August 24, 2009

Remembering ... Genuine Risk

I will never forget the moment when Angel Cordero perpetrated one of the greatest crimes against the fans of thoroughbred horse racing. Racing fans everywhere had adopted a new hero, or should I say heroine. Genuine Risk was everything the public wanted in a new star. She was elegant and fast, she was feminine and tough. A lovely filly who could fill the void left by Ruffian’s death five years earlier. Her win in the Kentucky Derby had been one of the most popular in history. Genuine Risk was a powerful example for women libbers everywhere. In Genuine Risk, Girl Power was alive.

Angel Cordero, one of the best jockeys of his time, was no stranger to controversy and he was not afraid to raceride. The race was the 1980 Preakness and it was a chance for everyone to see Genuine Risk march to immortality. The striking, chestnut daughter of Exclusive Native was peaking at just the right time. Her capable and experienced trainer Leroy Jolley saw to that. She entered the Preakness as the belle of the ball and the world was watching. Among the seven colts that lined up as her opposition that day was a California colt named Codex. Trained by D. Wayne Lukas, Codex was also peaking, having annexed the Santa Anita and Hollywood Derbies. Unfortunately for his connections, he had been unable to run in the Derby due to mistakenly not nominating him. They were ready and eager to take on the Derby winning filly.

Early on, the race was unfolding in a predictable fashion. Codex was in a perfect stalking placement and Genuine Risk was not far behind running in a similar position to her Kentucky Derby triumph. As Codex sprung to the lead, Genuine Risk followed. She quickly gained on the outside as they approached the homestretch. It was a two horse race and the filly had the momentum … and then … she was Corde-rode (verb - meaning to screw the filly). At the very least, Codex and Cordero carried Genuine Risk seven wide in an attempt to keep her from passing. I prefer to think of it as a deliberate mugging of America’s Sweetheart. Her rider, Jacinto Vasquez, claimed that Cordero had whipped her in the face as they came together. Cordero was less than apologetic.

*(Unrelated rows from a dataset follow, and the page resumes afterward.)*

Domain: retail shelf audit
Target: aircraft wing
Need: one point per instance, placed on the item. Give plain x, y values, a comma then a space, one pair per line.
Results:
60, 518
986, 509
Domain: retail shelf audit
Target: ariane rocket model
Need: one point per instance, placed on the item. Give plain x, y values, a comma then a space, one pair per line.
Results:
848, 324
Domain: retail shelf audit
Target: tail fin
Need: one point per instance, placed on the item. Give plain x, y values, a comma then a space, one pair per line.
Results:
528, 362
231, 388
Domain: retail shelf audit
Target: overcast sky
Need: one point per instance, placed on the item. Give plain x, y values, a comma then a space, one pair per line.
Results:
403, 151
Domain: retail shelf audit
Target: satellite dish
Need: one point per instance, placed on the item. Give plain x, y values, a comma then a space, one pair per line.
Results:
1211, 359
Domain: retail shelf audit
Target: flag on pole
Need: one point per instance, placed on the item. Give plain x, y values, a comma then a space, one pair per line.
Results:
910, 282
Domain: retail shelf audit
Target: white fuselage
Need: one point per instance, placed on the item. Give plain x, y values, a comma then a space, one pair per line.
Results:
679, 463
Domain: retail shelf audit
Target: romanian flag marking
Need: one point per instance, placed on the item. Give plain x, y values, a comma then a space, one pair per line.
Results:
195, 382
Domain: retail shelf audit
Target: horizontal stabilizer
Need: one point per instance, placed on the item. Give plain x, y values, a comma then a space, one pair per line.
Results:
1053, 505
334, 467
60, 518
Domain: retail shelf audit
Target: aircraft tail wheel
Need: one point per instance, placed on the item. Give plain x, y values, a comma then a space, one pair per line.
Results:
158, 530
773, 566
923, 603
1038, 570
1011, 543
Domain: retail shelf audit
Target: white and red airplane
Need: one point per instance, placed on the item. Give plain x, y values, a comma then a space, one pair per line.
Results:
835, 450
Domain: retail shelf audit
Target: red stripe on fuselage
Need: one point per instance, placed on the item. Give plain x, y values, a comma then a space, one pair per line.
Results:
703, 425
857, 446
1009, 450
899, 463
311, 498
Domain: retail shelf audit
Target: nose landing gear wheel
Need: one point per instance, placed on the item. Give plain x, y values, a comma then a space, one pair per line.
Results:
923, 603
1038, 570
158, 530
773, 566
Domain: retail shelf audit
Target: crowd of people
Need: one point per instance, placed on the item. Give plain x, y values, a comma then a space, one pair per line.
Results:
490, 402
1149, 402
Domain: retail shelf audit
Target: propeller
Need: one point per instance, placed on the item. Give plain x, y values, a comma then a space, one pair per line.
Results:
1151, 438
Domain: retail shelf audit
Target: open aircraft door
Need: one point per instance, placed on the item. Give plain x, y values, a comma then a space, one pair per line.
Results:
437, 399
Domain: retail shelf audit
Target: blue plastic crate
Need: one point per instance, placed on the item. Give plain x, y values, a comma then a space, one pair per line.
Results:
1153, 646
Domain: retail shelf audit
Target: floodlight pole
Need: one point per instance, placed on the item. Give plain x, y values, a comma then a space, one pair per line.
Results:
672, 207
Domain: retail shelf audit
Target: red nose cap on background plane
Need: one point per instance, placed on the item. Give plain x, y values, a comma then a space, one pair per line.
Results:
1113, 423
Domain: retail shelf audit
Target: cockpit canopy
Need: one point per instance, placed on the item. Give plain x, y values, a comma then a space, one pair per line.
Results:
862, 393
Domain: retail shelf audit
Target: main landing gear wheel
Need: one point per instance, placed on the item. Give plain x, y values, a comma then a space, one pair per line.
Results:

In that Triple Crown series of 1980, Genuine Risk performed better than any filly ever has. She won the Kentucky Derby, defeating the rallying Rumbo by one length. In so doing, Genuine Risk became the first filly to win the Derby in 65 years and any Triple Crown race for 56 years. After her troubled 2nd in the Preakness, she came back to run a game 2nd in the Belmont to Temperence Hill, with Codex far behind.

During her illustrious career, Genuine Risk ran 15 times with 10 wins. She was never worse than third and the only time that she lost by more than two lengths was the infamous Preakness. She was named champion 3-year-old filly of 1980. Many felt that she should have been the 2-year-old filly champ of 1979 as well, based on her undefeated 4 for 4 record and by beating the filly, Smart Angle, who would win the award, in the Demoiselle Stakes. Following her rigorous Triple Crown, Genuine Risk was given a well deserved rest. She came back three months later to run two dynamite races against the best fillies and mares in the country in the Maskette and Ruffian. In both races, she was full of courage as she battled down the stretch to be 2nd in the Maskette by a nose and then to win the Ruffian, also by a nose.

Still with Bert and Diana Firestone, her owners since the age of one, Genuine Risk would live to the age of 31. She passed away almost exactly one year ago. To the dismay of millions Genuine Risk was not a producer of race horses, as her only two foals to survive never raced. How wonderful it would have been to see offspring with her characteristics on the racetrack, but it was not to be. Instead, she endures as a runner and what a runner she was. I remember you … Genuine Risk.

2 comments:

Celeste said...

Lovely tribute to a wonderful race mare. Thanks!

LDP said...

That was a great tribute. I wansn't around to see ruffian or GR, but thanks to writing like yours i can let my imagination take hold and trasport me back to see what i might have been like.